Bank of America Ordered to Pay $540.3 Million After Losing FDIC Lawsuit
A federal judge has ruled that Bank of America must pay $540.3 million to the Federal Deposit Insurance Corporation (FDIC). The decision is the result of a long-running legal battle over how the bank calculated its deposit insurance payments more than a decade ago.
What the FDIC Accused the Bank Of
The FDIC sued Bank of America back in 2017, claiming the bank underpaid its required deposit insurance fees. The dispute centered on a 2011 rule change that required banks to report their risk exposure differently—by focusing on the parent company instead of smaller subsidiaries. This change was meant to give regulators a better understanding of how much financial risk a bank carried in total.

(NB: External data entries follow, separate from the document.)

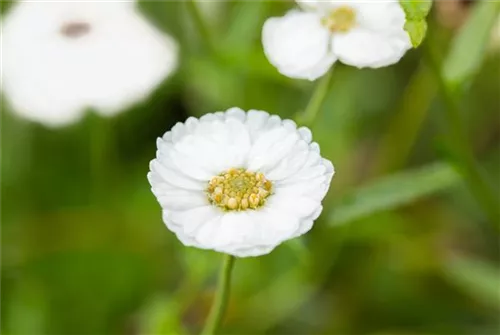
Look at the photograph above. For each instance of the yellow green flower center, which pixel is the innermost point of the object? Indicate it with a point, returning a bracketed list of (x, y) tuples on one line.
[(75, 30), (341, 19), (239, 189)]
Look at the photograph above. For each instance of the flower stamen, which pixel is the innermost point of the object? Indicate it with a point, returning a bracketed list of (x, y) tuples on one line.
[(341, 19), (75, 30), (239, 189)]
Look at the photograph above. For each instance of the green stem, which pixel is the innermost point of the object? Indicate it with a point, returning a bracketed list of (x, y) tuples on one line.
[(200, 24), (222, 296), (308, 117), (397, 142), (473, 175)]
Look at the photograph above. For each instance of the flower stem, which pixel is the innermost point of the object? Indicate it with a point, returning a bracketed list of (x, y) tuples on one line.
[(308, 117), (222, 297), (200, 24), (471, 171)]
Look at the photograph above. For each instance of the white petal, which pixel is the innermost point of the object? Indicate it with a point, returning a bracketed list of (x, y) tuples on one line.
[(297, 44), (174, 177), (259, 155), (306, 134), (236, 113), (53, 79), (255, 122), (379, 38), (301, 206), (181, 200)]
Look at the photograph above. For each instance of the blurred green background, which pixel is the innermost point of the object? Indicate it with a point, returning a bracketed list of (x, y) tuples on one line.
[(402, 247)]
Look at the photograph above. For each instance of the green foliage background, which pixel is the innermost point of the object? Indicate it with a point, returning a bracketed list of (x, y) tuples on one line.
[(402, 247)]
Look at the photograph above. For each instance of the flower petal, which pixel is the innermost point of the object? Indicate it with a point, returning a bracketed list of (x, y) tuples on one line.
[(378, 40), (297, 44)]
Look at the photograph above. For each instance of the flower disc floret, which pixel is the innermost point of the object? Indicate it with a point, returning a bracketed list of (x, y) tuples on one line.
[(239, 189), (341, 19)]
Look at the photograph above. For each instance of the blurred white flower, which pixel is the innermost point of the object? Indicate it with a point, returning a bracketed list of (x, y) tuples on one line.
[(60, 58), (239, 183), (305, 43)]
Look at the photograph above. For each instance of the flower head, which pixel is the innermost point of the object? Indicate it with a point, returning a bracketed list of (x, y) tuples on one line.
[(305, 43), (60, 58), (239, 183)]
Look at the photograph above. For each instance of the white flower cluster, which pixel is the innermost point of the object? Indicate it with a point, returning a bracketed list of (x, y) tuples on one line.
[(305, 43), (236, 182), (60, 58)]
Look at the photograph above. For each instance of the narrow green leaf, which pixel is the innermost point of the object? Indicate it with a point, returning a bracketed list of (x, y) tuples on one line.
[(394, 191), (416, 10), (468, 48), (477, 278), (416, 30)]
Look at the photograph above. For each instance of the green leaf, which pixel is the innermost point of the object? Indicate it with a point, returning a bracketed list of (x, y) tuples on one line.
[(468, 48), (477, 278), (416, 30), (394, 191), (416, 10)]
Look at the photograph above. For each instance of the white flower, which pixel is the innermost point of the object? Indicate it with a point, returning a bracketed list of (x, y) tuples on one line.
[(59, 58), (239, 183), (304, 44)]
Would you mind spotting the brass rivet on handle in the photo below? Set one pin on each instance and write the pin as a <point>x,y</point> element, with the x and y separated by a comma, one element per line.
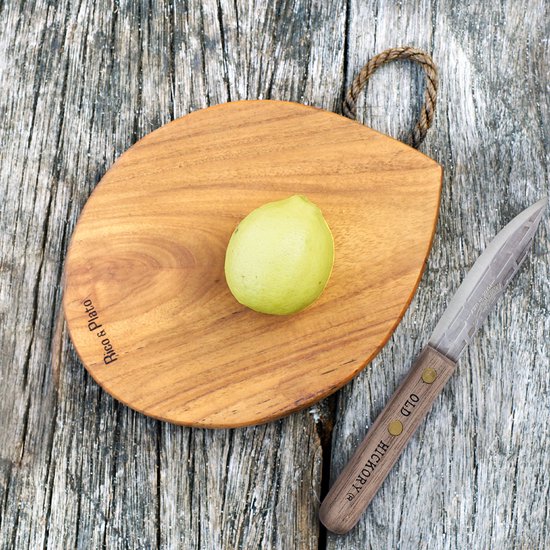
<point>395,427</point>
<point>429,375</point>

According to the FDIC, Bank of America’s reporting method reduced its insurance payments, leading to a shortfall of over $1.1 billion. The agency argued that the bank failed to comply with the updated regulation, which was designed to prevent a repeat of the 2008 financial crisis.
What the Judge Decided
On April 14, the judge ruled against Bank of America, rejecting the bank’s argument that the FDIC’s rule had no solid basis. The judge noted that the FDIC wasn’t required to come up with a perfect model to measure banks’ financial risks, only one that was reasonably reliable.

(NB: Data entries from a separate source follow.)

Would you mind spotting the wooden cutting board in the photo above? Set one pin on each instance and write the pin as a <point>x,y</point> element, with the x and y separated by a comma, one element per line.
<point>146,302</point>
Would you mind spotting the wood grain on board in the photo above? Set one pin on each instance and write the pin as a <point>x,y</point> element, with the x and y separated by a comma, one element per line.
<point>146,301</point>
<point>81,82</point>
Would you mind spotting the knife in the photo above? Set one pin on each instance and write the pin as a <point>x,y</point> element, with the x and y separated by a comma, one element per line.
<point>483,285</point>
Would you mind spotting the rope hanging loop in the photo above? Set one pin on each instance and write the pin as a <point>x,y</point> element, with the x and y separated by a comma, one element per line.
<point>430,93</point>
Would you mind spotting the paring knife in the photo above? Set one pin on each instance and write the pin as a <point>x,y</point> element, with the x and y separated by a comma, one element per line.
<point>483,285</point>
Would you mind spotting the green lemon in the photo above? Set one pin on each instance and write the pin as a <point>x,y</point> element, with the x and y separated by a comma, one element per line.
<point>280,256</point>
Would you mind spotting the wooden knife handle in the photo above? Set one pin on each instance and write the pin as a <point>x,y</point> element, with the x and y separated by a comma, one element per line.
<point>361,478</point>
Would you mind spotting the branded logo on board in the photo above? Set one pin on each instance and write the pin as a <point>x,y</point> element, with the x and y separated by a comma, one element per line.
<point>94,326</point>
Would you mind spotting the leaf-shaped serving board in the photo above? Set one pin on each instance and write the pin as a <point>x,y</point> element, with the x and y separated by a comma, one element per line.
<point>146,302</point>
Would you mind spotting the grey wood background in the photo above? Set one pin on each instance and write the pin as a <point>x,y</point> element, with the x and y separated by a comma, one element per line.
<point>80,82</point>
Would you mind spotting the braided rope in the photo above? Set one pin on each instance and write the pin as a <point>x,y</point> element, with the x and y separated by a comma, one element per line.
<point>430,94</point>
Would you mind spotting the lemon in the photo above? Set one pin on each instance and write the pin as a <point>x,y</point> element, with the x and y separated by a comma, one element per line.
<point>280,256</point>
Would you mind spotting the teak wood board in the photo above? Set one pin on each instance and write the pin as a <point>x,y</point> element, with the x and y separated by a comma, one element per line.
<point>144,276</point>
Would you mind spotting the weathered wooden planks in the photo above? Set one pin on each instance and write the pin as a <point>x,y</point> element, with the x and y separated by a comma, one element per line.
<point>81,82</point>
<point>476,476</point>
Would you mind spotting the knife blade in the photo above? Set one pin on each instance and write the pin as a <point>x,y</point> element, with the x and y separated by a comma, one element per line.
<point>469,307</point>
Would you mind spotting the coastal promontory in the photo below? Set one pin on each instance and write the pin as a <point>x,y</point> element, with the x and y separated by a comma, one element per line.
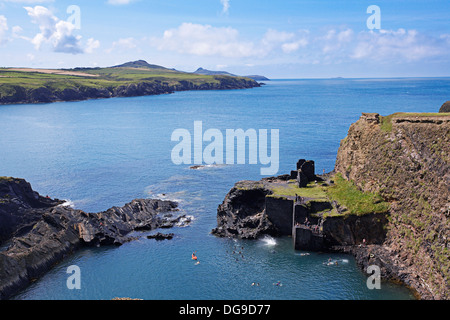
<point>387,201</point>
<point>136,78</point>
<point>36,232</point>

However, the judge also said the FDIC waited too long to file some parts of the lawsuit. As a result, Bank of America only has to pay for the underpayments made between the second quarter of 2013 and the end of 2014—totaling $540.3 million.
Bank of America Responds
A spokesperson for Bank of America, Bill Halldin, said the company was “pleased the judge has ruled” and added that the bank had already set aside reserves to cover the payment. He also maintained that the bank never tried to avoid making payments.
FDIC’s Regulatory Shift Under New Leadership
This ruling comes at a time of major change within the FDIC. Travis Hill, the agency’s acting chairman, has signaled a new direction for the FDIC since the start of 2025. Hill announced plans to review banking regulations and take a more flexible approach to financial innovation, including partnerships with FinTech companies and the use of digital assets.

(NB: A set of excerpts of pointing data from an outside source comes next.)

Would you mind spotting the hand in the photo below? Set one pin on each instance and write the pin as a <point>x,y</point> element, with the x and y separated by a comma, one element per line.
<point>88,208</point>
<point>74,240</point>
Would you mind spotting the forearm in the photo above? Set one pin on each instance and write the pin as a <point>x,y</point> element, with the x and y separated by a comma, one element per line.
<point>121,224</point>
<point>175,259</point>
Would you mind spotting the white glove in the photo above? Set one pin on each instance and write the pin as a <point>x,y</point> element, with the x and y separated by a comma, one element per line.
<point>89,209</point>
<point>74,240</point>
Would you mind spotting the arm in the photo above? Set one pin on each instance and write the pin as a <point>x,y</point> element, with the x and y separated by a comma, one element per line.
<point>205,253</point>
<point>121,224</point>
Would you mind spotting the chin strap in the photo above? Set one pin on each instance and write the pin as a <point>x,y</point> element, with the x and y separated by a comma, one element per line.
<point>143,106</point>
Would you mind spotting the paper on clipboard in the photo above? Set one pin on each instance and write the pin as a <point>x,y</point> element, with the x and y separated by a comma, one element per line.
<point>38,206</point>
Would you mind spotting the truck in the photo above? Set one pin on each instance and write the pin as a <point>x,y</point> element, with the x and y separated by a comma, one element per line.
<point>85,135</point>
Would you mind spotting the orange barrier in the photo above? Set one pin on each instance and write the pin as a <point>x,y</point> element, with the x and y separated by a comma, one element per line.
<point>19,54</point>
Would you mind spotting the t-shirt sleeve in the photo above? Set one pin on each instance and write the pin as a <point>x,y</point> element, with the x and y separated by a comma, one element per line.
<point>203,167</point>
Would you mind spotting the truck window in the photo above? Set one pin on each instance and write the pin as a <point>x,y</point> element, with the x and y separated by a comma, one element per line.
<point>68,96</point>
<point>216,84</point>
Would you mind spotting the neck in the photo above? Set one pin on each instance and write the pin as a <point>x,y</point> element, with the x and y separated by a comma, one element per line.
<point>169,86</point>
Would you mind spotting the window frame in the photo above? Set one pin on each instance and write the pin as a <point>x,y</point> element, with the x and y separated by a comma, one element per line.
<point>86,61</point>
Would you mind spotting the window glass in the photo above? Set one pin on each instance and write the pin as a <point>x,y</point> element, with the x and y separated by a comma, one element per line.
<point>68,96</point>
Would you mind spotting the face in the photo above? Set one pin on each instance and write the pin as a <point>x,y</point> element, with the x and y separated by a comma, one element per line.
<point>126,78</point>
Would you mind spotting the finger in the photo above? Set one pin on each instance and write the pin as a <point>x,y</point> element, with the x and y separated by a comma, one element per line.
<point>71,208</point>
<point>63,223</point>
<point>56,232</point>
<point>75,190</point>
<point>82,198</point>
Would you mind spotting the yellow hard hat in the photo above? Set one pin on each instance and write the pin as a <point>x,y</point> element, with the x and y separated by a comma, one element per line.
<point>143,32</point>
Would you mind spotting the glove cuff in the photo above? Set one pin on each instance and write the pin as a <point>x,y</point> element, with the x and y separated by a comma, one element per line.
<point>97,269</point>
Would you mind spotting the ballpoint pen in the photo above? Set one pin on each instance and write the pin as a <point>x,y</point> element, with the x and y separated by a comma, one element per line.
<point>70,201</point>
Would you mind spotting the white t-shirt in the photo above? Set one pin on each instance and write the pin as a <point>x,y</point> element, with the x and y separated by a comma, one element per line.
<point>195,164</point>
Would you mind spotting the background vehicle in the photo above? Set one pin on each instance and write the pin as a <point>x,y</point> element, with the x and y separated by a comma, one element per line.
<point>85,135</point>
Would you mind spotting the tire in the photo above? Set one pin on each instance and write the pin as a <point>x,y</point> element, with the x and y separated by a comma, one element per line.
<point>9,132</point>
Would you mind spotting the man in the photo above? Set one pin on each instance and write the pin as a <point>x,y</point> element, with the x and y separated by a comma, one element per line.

Hill also said the agency would work to make it easier for new banks to enter the market and would support community banks by helping them manage rising technology costs.
In March, the FDIC issued new guidance allowing FDIC-supervised banks to take part in crypto-related activities without needing prior approval—if they can show they are managing the risks properly. This marked a change from the previous policy, which required banks to notify the FDIC in advance.